Haughty looked at Jumper. "This seems promising. Can we add two more to the party?"
"Let's meet them," Wenda said warily. "Before we decide what wood bee best."
Crater put two fingers to his mouth and made a piercing whistle. In a moment two young women came down the stairs.
"Ladies, we may have a company to take you to the Good Magician's Castle," Crater said. Then, to Jumper: "This is Phanta, who can become a ghost."
"In fact I have no choice," Phanta said. "It happens in darkness."

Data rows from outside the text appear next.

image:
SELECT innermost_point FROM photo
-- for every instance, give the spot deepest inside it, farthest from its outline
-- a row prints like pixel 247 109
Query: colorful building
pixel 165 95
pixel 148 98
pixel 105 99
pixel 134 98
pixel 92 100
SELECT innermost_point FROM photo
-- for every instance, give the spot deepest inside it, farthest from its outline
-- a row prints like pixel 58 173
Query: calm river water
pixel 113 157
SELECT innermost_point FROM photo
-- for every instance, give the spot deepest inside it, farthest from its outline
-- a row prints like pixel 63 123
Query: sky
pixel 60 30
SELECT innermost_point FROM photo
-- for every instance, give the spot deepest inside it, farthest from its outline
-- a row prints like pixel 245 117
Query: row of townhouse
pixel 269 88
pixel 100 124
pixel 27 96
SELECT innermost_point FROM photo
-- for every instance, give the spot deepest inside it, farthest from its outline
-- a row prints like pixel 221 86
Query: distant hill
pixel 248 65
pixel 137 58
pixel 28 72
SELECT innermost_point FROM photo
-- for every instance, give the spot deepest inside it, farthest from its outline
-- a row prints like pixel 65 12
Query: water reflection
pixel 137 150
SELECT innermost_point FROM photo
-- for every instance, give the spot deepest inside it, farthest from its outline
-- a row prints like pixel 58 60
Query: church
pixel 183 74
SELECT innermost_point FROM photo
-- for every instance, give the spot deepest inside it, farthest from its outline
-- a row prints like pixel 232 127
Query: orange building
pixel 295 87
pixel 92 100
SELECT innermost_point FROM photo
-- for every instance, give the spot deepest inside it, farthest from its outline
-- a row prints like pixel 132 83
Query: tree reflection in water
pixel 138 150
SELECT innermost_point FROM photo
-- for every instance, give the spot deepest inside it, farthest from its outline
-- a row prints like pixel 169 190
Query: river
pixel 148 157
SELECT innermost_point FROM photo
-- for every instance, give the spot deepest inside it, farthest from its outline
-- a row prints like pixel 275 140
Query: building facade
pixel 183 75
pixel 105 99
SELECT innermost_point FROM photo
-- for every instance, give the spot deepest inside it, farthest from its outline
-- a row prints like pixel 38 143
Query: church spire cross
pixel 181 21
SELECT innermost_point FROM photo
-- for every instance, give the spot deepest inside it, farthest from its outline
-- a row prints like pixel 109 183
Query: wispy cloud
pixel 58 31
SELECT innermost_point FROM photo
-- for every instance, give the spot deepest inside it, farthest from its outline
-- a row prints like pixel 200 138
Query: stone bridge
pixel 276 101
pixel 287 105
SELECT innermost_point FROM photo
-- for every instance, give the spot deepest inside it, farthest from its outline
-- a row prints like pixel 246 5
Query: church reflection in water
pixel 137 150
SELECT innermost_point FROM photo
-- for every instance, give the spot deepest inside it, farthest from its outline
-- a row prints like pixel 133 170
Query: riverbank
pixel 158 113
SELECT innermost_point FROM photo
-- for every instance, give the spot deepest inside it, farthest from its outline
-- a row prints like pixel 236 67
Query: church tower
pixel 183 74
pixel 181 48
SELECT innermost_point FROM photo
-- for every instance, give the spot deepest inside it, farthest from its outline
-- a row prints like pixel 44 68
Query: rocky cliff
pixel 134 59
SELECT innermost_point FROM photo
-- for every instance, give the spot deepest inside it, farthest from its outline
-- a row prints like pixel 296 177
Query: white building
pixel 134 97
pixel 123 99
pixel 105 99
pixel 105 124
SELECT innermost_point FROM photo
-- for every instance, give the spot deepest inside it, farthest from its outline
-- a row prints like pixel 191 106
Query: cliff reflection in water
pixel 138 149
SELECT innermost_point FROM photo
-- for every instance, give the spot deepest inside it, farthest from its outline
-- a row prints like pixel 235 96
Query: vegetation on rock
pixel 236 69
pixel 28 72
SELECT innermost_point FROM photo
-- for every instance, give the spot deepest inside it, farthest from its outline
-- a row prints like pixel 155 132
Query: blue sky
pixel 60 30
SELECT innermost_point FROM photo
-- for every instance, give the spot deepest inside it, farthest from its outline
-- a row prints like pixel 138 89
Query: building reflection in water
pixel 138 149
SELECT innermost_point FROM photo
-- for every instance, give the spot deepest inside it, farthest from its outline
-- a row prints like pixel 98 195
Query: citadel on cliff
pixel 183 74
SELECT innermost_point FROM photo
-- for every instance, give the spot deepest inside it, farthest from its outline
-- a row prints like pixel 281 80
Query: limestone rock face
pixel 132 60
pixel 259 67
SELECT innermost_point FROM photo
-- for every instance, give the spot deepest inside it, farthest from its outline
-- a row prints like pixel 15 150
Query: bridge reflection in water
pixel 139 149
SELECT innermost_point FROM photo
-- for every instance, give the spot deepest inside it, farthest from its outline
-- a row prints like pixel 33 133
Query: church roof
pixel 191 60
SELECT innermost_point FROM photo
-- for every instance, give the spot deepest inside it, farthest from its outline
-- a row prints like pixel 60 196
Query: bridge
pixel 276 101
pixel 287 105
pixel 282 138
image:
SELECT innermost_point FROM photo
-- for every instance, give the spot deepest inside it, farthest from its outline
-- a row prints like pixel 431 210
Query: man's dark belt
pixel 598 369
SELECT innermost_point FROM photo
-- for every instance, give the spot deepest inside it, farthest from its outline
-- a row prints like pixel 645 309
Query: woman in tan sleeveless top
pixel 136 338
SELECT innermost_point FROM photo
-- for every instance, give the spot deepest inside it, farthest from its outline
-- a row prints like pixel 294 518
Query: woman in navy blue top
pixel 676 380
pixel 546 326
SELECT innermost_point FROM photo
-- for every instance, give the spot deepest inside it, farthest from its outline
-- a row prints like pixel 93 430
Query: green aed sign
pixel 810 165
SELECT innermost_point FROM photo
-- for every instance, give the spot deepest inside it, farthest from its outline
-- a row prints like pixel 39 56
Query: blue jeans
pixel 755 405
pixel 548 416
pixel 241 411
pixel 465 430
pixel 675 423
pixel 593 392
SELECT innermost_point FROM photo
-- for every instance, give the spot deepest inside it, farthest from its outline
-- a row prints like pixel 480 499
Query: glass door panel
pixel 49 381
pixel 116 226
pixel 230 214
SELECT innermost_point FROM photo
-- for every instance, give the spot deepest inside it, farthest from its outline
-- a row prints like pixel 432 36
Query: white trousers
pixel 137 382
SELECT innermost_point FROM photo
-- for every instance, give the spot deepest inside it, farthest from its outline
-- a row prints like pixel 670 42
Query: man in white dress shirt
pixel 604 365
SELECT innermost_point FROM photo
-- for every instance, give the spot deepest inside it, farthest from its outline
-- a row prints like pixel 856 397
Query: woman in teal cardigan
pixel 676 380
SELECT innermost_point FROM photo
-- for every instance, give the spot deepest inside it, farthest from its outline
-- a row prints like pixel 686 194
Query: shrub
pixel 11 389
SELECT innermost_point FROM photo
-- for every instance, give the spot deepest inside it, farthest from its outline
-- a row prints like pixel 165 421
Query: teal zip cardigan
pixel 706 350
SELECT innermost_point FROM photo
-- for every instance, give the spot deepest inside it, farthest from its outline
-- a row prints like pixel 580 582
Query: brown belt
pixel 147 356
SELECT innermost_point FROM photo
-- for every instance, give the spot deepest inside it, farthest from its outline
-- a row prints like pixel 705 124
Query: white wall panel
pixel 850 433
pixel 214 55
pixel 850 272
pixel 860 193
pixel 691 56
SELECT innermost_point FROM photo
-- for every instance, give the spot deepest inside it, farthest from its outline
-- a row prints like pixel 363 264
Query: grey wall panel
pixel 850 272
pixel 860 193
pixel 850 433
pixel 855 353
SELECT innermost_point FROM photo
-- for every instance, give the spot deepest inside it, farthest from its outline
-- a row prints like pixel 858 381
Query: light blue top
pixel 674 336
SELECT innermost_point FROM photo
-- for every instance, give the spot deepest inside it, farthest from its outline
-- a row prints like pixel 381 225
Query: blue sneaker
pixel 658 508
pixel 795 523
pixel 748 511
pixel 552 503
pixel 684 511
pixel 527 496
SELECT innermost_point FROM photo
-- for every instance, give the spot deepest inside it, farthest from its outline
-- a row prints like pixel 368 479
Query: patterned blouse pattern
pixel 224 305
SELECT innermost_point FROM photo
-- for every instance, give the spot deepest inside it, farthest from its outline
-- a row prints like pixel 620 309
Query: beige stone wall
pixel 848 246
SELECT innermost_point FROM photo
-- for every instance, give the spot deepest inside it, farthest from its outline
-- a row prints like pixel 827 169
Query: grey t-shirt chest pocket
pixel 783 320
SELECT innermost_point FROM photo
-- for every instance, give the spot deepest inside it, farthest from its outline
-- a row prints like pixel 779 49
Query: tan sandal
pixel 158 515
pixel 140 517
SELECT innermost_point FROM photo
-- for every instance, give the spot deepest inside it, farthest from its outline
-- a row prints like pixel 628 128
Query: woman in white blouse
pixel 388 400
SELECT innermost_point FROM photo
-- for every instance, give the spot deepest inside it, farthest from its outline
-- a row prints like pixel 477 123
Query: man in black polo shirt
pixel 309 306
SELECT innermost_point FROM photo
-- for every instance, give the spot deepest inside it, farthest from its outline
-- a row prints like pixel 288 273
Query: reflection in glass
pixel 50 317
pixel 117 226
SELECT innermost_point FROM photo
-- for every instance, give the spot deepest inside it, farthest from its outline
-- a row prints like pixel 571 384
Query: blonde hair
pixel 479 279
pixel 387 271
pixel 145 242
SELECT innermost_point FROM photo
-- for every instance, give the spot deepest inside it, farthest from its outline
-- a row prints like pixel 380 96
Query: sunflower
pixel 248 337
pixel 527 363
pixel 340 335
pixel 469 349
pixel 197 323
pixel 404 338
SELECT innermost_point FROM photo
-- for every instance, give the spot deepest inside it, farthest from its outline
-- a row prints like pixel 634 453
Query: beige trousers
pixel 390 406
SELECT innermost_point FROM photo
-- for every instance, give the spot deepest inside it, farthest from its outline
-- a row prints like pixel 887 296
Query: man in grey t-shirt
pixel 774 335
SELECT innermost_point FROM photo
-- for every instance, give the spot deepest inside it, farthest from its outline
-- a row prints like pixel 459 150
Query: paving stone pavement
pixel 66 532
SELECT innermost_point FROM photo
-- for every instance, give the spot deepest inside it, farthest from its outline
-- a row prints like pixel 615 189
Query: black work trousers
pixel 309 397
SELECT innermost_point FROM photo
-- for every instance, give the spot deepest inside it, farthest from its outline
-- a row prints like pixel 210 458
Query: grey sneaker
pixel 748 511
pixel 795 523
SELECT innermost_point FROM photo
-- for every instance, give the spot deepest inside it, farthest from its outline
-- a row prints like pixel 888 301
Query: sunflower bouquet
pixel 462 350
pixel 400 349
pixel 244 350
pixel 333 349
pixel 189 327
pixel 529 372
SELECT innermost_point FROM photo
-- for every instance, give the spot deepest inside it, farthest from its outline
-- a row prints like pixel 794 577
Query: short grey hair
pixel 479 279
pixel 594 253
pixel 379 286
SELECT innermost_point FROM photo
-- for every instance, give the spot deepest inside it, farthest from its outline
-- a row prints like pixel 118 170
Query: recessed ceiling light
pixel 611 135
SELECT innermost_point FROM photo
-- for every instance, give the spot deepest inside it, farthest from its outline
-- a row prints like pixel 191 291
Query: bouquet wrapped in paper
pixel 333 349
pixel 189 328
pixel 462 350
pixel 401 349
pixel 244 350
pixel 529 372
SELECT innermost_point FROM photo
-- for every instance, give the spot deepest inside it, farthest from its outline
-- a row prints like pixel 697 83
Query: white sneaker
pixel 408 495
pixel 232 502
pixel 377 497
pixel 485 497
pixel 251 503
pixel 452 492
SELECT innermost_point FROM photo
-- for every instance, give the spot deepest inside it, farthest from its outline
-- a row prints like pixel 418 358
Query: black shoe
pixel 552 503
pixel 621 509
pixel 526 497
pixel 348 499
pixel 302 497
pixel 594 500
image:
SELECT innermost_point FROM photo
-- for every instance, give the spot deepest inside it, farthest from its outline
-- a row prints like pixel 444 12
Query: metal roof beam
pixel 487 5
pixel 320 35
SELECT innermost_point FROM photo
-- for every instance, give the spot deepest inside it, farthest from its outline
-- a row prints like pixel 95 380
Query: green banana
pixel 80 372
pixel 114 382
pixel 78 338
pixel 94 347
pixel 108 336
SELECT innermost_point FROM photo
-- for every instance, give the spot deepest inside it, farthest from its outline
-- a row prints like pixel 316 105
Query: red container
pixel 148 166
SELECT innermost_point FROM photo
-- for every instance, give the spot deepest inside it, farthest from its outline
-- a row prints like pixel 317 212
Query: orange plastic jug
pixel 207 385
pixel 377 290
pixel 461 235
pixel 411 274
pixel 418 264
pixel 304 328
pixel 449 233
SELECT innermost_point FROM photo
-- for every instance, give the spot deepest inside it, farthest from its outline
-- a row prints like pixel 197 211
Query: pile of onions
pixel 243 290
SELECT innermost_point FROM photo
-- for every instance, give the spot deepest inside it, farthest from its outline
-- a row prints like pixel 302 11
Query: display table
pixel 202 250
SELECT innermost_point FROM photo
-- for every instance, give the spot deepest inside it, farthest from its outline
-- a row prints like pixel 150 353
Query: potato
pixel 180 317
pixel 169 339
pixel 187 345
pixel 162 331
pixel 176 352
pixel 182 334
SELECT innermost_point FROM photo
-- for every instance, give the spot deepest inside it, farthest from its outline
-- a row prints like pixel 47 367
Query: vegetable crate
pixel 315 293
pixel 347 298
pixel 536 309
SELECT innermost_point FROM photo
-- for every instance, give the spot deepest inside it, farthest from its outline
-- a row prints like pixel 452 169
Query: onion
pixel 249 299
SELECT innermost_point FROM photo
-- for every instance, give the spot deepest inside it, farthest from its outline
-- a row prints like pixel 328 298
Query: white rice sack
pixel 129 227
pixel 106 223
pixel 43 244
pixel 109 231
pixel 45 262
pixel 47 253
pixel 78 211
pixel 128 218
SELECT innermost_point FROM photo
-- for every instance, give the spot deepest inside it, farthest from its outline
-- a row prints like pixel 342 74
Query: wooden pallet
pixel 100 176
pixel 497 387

This was interesting. "Why do you want to see the Good Magician?"
Jumper asked.
"To stop Gheorge Ghost from chasing me. He wants to lock me up in darkness to possess me forever."
"The lout!" Wenda exclaimed.
"He should be torn apart and eaten," Maeve agreed.
"I have to keep a candle constantly burning at night, so I won't get caught. Because once I'm a ghost, I can't make a light."
"You poor thing," Wenda said.
It seemed Phanta was satisfactory. "You may come with us," Jumper said.
"And this is Olive Hue," Crater said, introducing a greenish complexioned young woman. "She can make imaginary firends with eral talents."
"Olive Hue? I love you," Maeve murmured. She seemed to have a talent for translation of any type.
"Now that's different," Haughty said. "But why do you need to see the Good Magician?"
"Because my imaginary friends are temporary. They fade out when my attention flags. I want a friend I can keep."
"Can't you imagine the same one again?"
"Yes, but it will fade out again. The Good Magician should know how to make them permanent, if I want them."
That made sense to Jumper. He used several of his eyes to exchange glances with the others, then said, "You may come with us."
"Vrey good," Crater said. "Welcome to my humble establishment fro the night."